Primary cardiomyocytes were isolated as previously described (Gao & Meng 2017). In short, heart of neonatal rats (1–2 days old) was taken out and maintained in cold phosphate buffered solution (PBS). Ventricle was cut into small pieces (1~3 mm3) and digested with 0.1% type II collagenase at 37°C for 5 min, repeated five times. The supernatant was collected by centrifugation and resuspended with Dulbecco’s Modified Eagle Media: Nutrient Mixture F-12 (DMEM-F12) containing 15% fatal bovine serum (FBS) (C11330500 ETQ Gibco). Separate fibroblasts and cardiomyocytes by differential wall method, and the growth of fibroblasts was inhibited by 5-bromodeoxyuridine (5-BrdU) (B5002 pr. Louisjue USA). For in vitro hypoxia/reoxygenation (H/R) model, cells were pre-treated with different doses of DEX (0.1, 0.5, 1 and 5 μM), and then subjected to Na2S2O4 (4 mM) at 37°C for 1 h. Thereafter, the cells were cultured with normal medium for another 12 h to generate a reoxygenated wcondition.

MTT assay

Cell viability was monitored by 3-(4,5-dimethylthiazol-2-yl)-2,5-diphenyltetrazolium bromide (MTT) assay.
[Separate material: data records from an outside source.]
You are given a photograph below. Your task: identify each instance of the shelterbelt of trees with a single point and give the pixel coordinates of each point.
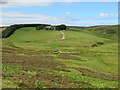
(11, 29)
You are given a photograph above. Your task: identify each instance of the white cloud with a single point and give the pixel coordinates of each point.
(107, 15)
(68, 13)
(24, 3)
(16, 18)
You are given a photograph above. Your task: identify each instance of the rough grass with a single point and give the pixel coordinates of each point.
(30, 59)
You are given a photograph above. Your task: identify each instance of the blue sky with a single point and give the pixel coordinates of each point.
(69, 13)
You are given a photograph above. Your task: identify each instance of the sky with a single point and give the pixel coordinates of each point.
(68, 12)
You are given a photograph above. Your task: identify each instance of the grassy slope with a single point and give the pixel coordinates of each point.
(93, 67)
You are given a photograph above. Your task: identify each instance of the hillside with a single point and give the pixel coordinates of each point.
(86, 58)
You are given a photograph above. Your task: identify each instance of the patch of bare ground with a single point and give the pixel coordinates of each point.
(38, 61)
(70, 57)
(87, 72)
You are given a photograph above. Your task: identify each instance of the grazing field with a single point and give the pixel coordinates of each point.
(85, 58)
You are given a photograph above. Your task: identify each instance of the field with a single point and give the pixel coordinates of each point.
(85, 58)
In brief, cardiomyocytes were exposed to MTT (50 µM) at 37°C for 4 h. Thereafter, the medium was carefully removed and 100 μl of dimethyl sulfoxide (DMSO) was added. Optical density (OD) values of formazan crystals were determined at 570 nm using microplate reader
(BioTeck, Winooski, Vermont, USA).

Measurement of SOD and MDA

Enzymatic activity of superoxide dismutase (SOD) was detected using Total Superoxide Dismutase Assay Kit with NBT (S0109, Beyotime, Shanghai, China), while Malondialdehyde (MDA) were detected using Lipid Peroxidation MDA Assay Kit (S0131S, Beyotime, Shanghai, China) as per manufacturer’s instructions

Real time quantitative PCR (RT-qPCR)

Total RNA from cells was isolated and reversely transcribed using FastKing gDNA Dispelling RT SuperMix (Tiangen, Beijing, China). The expression of GPR30 was measured by RT-qPCR using Quant one step qRT-PCR Kit (SYBR Green, FP303, Tiangen, Beijing, China) in a Mastercycler EP realplex detection system (Roche, Indianapolis, IN). The expression of GPR30 was normalized by glyceraldehyde-3-phosphate dehydrogenase
(GAPDH), and analyzed using 2-ΔΔCT method (Schmittgen & Livak, 2008). Primers were as follows:

GPR30, F, 5’-GACCTGATATTGACCTTG-3’, R, 5’-CCACAATATCGACTTCAATC-3’.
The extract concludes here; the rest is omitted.